I cannot help but see through it, and remember what he looked like only moments before. Wild and filthy with violence, flush with monstrosity. The truth of him laid bare.

“You most of all.” He dries his hands off on the towel, eminently civilized. “Someone like me, at least, can lie.”

Curling up in the blankets doesn’t change anything. You can’t hide the sort of thing that I am. You can’t hide the sort of things that I do. Sculpted into meat and bones, the cadence of step and speech, the play of shadow and light around me. The wreckage strewn between the past and present, the writhing promise of the future. The truth, laid bare.

“Unlike you. A perfect monster.”

“It’s not fair. I don’t wanna be bad—”

“You don’t, and it’s not. But there is no fairness for the monster, I’m afraid. No forgiveness. People hate to see the truth, after all. Here. Give me your hands.”

Such as they are. He still holds them gently, reverently. A perfectly normal face, eyes alight with adoration, lips gentle. Someone who knew no better would be horrified at the sight of such a normal, civilized person so lovingly kissing something like me. How can he stand the corruptive touch of an abject, revolting thing?

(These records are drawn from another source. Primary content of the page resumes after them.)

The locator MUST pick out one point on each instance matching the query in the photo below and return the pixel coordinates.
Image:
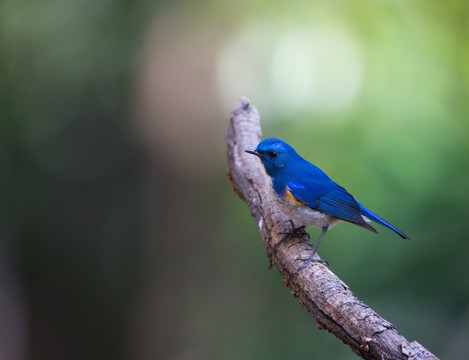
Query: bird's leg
(295, 231)
(311, 257)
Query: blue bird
(305, 194)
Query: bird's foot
(287, 235)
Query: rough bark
(326, 297)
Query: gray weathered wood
(328, 298)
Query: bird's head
(275, 155)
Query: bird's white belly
(306, 215)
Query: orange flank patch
(291, 199)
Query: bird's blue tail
(377, 219)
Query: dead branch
(328, 298)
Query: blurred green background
(120, 237)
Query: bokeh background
(120, 237)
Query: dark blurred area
(120, 237)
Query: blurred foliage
(116, 222)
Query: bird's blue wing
(328, 197)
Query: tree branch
(328, 298)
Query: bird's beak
(254, 152)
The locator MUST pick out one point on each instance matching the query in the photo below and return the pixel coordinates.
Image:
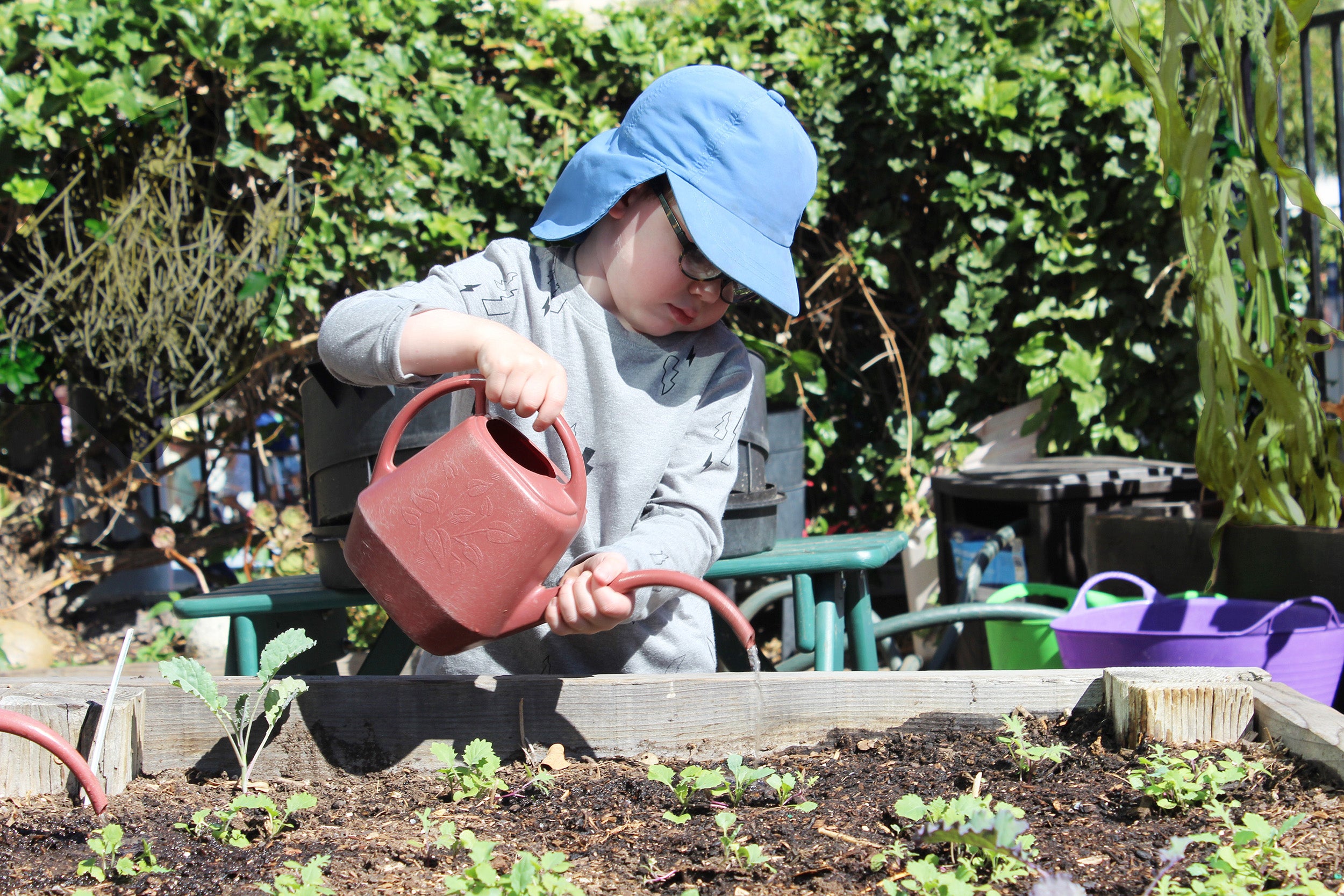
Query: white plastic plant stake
(105, 716)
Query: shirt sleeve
(681, 527)
(361, 336)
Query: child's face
(644, 284)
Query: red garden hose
(17, 723)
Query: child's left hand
(587, 604)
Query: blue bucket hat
(740, 164)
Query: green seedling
(475, 774)
(1026, 754)
(308, 883)
(692, 778)
(1181, 782)
(1248, 859)
(277, 821)
(785, 785)
(745, 855)
(742, 778)
(926, 879)
(221, 828)
(105, 843)
(270, 699)
(988, 836)
(530, 875)
(445, 837)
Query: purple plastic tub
(1300, 642)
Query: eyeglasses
(698, 268)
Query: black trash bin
(1049, 500)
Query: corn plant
(270, 699)
(1264, 445)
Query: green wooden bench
(832, 605)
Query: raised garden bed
(929, 735)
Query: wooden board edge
(1303, 726)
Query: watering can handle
(383, 465)
(1081, 599)
(1269, 617)
(577, 484)
(718, 601)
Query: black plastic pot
(749, 520)
(785, 467)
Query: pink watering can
(17, 723)
(456, 542)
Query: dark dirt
(606, 816)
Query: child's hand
(523, 378)
(585, 604)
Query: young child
(687, 207)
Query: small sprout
(270, 699)
(742, 778)
(530, 875)
(785, 785)
(105, 843)
(310, 881)
(692, 778)
(1026, 754)
(222, 827)
(1181, 782)
(475, 774)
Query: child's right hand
(522, 378)
(518, 374)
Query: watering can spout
(17, 723)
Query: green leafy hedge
(988, 182)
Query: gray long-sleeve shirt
(657, 421)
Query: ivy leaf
(28, 191)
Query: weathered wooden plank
(72, 709)
(1191, 704)
(1302, 725)
(366, 725)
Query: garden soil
(608, 819)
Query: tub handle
(1080, 602)
(1264, 622)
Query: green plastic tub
(1030, 644)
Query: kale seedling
(222, 827)
(530, 875)
(1248, 860)
(1026, 754)
(992, 835)
(272, 698)
(1179, 782)
(742, 778)
(310, 881)
(105, 843)
(785, 785)
(745, 855)
(692, 778)
(475, 774)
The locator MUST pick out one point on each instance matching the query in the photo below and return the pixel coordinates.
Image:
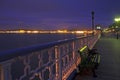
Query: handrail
(6, 55)
(53, 61)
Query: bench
(87, 60)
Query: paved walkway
(109, 69)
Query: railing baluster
(65, 61)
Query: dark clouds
(51, 13)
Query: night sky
(56, 14)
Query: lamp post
(117, 20)
(93, 21)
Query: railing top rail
(9, 54)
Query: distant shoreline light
(21, 31)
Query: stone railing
(51, 61)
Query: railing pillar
(58, 64)
(1, 73)
(5, 70)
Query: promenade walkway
(109, 69)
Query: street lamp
(117, 20)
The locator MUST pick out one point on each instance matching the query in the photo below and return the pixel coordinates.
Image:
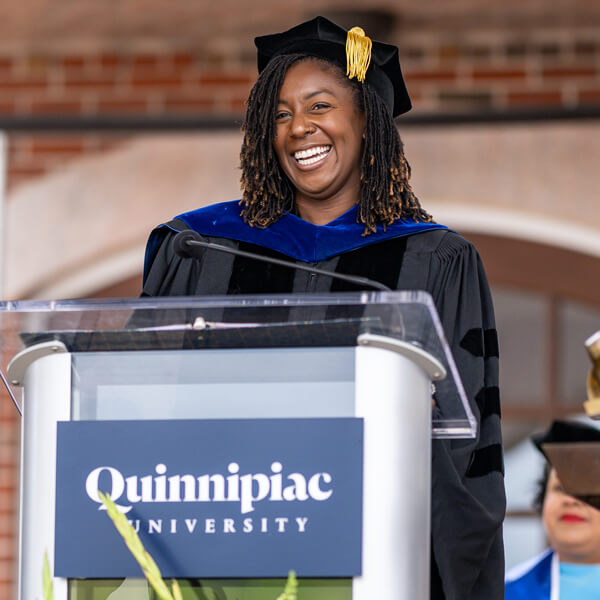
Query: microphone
(188, 244)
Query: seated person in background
(570, 568)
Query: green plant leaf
(133, 542)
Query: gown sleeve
(468, 499)
(165, 273)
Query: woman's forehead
(312, 75)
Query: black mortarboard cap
(565, 432)
(573, 449)
(322, 38)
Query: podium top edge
(178, 302)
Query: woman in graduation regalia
(325, 182)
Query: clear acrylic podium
(375, 358)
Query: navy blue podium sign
(212, 498)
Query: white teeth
(312, 155)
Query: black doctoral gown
(468, 501)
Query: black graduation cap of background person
(573, 450)
(564, 432)
(322, 38)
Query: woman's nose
(301, 126)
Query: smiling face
(319, 139)
(573, 527)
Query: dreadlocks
(385, 194)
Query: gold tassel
(358, 54)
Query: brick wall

Doesn’t he know that monstrosity is contagious?

He’s the one who abjected me. But like he said. He’s a consummate liar, and I am unfailingly honest. It’s him they should be afraid of, that should disgust them.
As it is, it all falls onto me. I can’t even truly resent them for it.

Here’s the thing. Man, he told me once, is a story-telling creature. We weave narratives around ourselves like caterpillars weave cocoons, weaving them into the meat of our souls. To destroy the story… that’s tantamount to destroying the person. Lashing out, hatred… the natural responses of a sapient creature under existential threat. Monster is the only word strong enough for something that so threatens them.

Better the comforting story preserved, and the monster splattered underfoot, than the truth laid bare.

“We are unforgivable,” he says.

“You, most of all,” I tell him. He smiles, sharp as a blade, unable to hide himself, the real him peeking out of the fake story he has woven to walk among the rest unbothered. “You did this to me.”

“My truth,” he says, worshipful, adoring. “Laid bare.”


I posted a slightly edited version on Twitter on my personal account already but you know what? Here it is, in its original, unredacted glory. I do not know what the two characters are or what’s going on beyond what’s presented! Are they vampires? A mad mage and a reanimated corpse? An extended metaphor for trauma and how society responds to it? All three, somehow? Could Be Anything!